Article from 1999

Kel and I were talking tonight, when I remembered a New York Times article from 1999 I had seen linked to recently:

CONGRESS PASSES WIDE-RANGING BILL EASING BANK LAWS

The article is about the passing of Gramm-Leach-Bliley. The legislation passed in the Senate 90-8, and in the House 362-57. Generally speaking GLB deregulated the way banks, securities, and insurers could interact. Some choice quotes from the article:

"I think we will look back in 10 years' time and say we should not have done this but we did because we forgot the lessons of the past, and that that which is true in the 1930's is true in 2010," said Senator Byron L. Dorgan, Democrat of North Dakota. "I wasn't around during the 1930's or the debate over Glass-Steagall.
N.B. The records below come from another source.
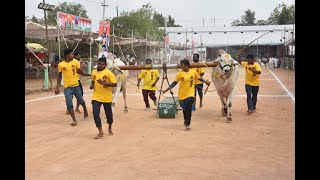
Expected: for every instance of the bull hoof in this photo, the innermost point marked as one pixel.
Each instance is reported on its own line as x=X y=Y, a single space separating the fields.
x=229 y=119
x=225 y=110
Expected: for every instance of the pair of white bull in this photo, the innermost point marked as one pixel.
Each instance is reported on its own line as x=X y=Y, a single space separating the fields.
x=224 y=78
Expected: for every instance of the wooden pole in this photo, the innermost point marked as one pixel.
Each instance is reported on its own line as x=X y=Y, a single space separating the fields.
x=168 y=66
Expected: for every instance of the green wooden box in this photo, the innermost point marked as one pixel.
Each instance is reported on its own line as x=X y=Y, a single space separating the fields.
x=167 y=108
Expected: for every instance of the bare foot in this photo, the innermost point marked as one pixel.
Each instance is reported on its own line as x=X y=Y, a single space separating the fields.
x=74 y=123
x=99 y=136
x=85 y=114
x=187 y=128
x=110 y=131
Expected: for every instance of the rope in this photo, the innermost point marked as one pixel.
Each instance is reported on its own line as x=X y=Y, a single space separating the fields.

But I was here in the early 1980's when it was decided to allow the expansion of savings and loans. We have now decided in the name of modernization to forget the lessons of the past, of safety and of soundness.

Senator Paul Wellstone, Democrat of Minnesota, said that Congress had "seemed determined to unlearn the lessons from our past mistakes."

"Scores of banks failed in the Great Depression as a result of unsound banking practices, and their failure only deepened the crisis," Mr. Wellstone said. "Glass-Steagall was intended to protect our financial system by insulating commercial banking from other forms of risk. It was one of several stabilizers designed to keep a similar tragedy from recurring. Now Congress is about to repeal that economic stabilizer without putting any comparable safeguard in its place."

I'm very happy to see Feingold on the list that voted against.